Each cycle the datapath is driven by a Microinstruction provided by the Control Store. For more info see the next chapter.

Data parallelism

For achieve data parallel processing we will use two datapaths with one ALU each, but the clock trigger of one is the opposite of the other, that is, ALU1 is falling-edge triggered and ALU2 is rising-edge triggered. Furthermore, the clock signal received in ALU2 is a function of the clock signal of ALU1.

Let's say that ALU1 has a clock α1 and the delayed version of this signal is α1'. So the ALU2 must have a clock α2 = (α1 ∧ α1') plus a delay of δ1 as shown below:

Clock relation diagram

In other words, ALU1 will start its operation cycle on the falling-edge of α1 and end the operation on the rising-edge, while ALU2 will start its operation cycle on the rising-edge of α2 and end the operation on the falling-edge, taking advantage of the main clock (α1) even when it is at high level.

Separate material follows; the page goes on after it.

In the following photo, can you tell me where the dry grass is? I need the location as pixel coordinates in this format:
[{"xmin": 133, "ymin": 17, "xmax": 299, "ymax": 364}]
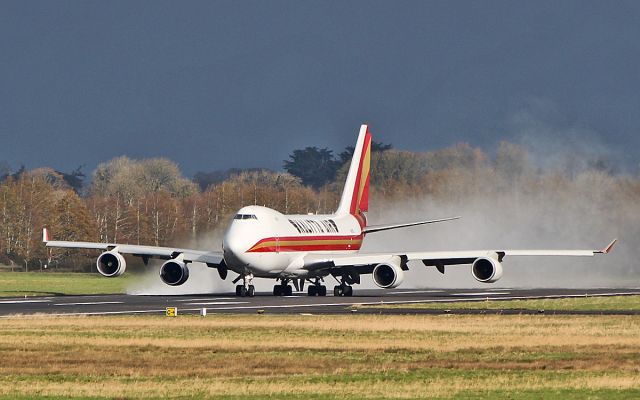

The advantage of this method is that we can share the control store and all the registers without big cost in the Misconstruction size, external hardware components and additional logic steps that may cost some clock cycles. The way that the components are shared is shown below:

Shared components diagram

Those two datapaths will become a thread in a future design of this Microarchitecture that is planned to have two task parallel threads.